Diadema é um polo cosmético, mas a região como um todo vive um grande processo de desindustrialização. Quais medidas a senhora avalia serem necessárias e possíveis de serem implementadas para o fortalecimento desse segmento da economia?
Conversar com as indústrias. Trazer oportunidade para que elas voltem a se instalar na cidade. Já tivemos um polo muito importante, não só dos cosméticos, mas da borracha, de autopeças e a gente precisa retomar essa conversa. O que aconteceu foi falta de diálogo e muitas empresas acabaram se mudando para outros municípios. A ideia é trazer oportunidades de incentivo, de melhoria na qualidade das indústrias na cidade, na melhoria da qualidade da vida da população se integrando à essas indústrias, então acho que o diálogo e a conversa vão ser os pontos iniciais para reintegrar essas indústrias na cidade.

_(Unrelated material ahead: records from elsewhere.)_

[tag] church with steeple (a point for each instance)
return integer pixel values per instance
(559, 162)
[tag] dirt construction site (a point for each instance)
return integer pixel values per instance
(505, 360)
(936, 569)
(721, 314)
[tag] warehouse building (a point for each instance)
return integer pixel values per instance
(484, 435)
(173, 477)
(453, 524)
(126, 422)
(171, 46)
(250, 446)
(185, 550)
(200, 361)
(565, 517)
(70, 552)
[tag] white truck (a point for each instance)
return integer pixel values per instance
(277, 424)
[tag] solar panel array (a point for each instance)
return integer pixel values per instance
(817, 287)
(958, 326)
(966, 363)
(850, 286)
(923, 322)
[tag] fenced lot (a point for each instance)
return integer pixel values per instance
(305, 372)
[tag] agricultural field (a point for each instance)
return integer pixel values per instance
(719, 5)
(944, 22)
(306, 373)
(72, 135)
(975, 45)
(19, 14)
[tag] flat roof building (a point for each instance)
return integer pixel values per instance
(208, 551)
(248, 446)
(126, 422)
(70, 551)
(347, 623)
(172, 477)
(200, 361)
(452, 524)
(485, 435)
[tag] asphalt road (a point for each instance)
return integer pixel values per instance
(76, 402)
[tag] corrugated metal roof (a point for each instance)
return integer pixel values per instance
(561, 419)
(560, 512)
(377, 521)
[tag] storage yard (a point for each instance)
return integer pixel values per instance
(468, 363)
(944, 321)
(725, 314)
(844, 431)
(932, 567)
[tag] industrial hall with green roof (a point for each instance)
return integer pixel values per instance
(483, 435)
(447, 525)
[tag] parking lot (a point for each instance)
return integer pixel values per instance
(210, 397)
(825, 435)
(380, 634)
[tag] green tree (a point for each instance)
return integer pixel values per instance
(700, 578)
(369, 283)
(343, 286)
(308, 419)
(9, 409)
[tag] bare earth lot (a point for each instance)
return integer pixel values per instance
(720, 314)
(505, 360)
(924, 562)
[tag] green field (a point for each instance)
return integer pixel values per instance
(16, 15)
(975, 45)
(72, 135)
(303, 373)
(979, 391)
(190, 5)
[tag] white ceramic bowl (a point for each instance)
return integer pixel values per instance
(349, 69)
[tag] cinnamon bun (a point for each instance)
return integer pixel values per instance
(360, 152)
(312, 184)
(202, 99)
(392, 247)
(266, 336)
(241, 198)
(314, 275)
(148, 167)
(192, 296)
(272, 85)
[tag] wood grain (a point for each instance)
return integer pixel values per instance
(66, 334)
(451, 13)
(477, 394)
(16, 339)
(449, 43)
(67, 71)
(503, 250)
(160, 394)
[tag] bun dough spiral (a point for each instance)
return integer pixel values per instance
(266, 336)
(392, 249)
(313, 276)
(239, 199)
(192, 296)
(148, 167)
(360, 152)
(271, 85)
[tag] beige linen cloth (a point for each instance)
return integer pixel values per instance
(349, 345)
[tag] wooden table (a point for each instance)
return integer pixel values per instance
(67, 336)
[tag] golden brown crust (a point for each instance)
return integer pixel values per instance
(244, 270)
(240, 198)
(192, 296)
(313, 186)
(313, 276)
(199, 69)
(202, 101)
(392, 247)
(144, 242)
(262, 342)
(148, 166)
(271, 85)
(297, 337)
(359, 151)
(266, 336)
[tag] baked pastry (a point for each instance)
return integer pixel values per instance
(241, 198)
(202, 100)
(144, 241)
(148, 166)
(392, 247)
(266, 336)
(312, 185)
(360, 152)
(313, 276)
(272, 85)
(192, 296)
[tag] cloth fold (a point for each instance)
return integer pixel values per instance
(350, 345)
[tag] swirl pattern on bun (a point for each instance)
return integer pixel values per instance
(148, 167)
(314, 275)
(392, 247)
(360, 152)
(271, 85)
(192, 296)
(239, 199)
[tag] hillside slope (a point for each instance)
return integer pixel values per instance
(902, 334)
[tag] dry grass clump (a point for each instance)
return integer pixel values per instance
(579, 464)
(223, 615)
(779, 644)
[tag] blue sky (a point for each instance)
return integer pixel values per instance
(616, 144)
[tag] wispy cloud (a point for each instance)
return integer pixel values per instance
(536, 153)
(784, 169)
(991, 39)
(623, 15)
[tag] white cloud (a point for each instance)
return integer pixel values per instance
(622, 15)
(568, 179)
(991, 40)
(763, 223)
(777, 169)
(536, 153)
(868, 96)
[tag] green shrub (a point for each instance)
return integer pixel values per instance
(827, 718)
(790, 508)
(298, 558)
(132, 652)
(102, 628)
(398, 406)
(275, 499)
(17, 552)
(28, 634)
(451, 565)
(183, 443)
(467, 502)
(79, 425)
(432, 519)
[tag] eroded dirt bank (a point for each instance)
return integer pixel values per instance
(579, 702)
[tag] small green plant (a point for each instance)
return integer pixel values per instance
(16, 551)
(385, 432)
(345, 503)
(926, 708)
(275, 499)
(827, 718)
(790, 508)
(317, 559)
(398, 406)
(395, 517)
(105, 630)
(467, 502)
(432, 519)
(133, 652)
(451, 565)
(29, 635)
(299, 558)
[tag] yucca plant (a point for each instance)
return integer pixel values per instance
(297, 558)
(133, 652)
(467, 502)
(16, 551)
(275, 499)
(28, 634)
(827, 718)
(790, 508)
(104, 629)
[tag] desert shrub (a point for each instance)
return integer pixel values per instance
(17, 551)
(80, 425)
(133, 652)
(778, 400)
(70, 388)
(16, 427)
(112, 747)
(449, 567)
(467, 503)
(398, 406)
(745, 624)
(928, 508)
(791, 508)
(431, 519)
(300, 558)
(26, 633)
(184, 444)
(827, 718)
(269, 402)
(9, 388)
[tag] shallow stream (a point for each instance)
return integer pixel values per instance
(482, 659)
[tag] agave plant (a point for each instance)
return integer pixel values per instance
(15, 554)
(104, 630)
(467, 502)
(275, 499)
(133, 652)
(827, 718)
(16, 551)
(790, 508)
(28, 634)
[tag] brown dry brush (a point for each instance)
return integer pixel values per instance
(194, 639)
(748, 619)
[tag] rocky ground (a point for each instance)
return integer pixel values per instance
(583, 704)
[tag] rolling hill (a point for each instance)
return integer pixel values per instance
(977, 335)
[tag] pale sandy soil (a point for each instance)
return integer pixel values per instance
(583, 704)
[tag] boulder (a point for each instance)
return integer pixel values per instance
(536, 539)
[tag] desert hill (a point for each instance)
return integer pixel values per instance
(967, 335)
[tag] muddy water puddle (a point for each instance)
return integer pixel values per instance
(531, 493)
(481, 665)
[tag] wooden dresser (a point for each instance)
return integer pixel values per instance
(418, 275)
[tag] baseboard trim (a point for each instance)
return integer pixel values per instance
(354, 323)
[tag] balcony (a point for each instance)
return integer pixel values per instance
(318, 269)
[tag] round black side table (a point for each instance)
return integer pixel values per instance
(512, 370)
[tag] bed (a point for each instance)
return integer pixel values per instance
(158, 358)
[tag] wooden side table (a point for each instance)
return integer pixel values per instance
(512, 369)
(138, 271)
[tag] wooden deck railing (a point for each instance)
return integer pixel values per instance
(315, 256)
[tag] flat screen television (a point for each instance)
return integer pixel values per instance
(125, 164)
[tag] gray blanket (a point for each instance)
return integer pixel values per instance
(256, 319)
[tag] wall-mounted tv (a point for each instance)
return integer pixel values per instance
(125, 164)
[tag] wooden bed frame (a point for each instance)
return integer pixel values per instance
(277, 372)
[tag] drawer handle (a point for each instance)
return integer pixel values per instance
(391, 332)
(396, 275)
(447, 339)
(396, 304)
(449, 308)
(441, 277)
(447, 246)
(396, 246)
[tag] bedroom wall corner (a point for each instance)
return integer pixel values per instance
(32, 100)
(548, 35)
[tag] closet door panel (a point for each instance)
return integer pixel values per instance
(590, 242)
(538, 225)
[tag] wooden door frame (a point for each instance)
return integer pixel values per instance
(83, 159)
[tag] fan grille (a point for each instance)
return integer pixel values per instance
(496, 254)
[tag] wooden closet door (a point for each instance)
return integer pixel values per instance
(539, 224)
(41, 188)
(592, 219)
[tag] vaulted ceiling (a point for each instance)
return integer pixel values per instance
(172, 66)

Que leitura a senhora faz da situação do PT na região, que teve vitórias em Diadema e Mauá, mas derrota expressiva em São Bernardo?
A leitura que faço é que, em Diadema, o PT tem um legado gigantesco. A maioria das coisas que foram construídas na cidade foi obra do PT, foi obra do Filippi nas três gestões em que foi prefeito. Nossa retomada é justamente por esse legado. Mas precisa sim ter uma conversa e estimular as pessoas a entenderem da ideologia (do partido), do processo, porque foi instaurado um discurso do ódio e, às vezes, as pessoas nem sabem o que de fato aconteceu, mas esbravejam. Nosso processo vai ser de reconstrução. Voltar a falar de quais são os projetos, as conquistas, o que mais o PT pode trazer para a população de forma geral. Quando se abrirem essas conversas as pessoas vão começar a perceber o que de fato aconteceu, o que ainda pode acontecer e com certeza vamos ter essa retomada.

Ser vice-prefeita de Diadema é o começo de uma carreira política? Quais são seus planos para o futuro?
Essa é uma pergunta que ainda me faço. Sou cabeleireira, sou cosmetóloga, sou professora dentro da área, mas estou como política e estou gostando bastante. Acho que sim, pode ser uma possibilidade.

E o que você vislumbra em termos políticos?
Vislumbro primeiro o conhecimento. Acho que é a primeira coisa, a gente vai conhecer, entender, para depois pensar em outras coisas.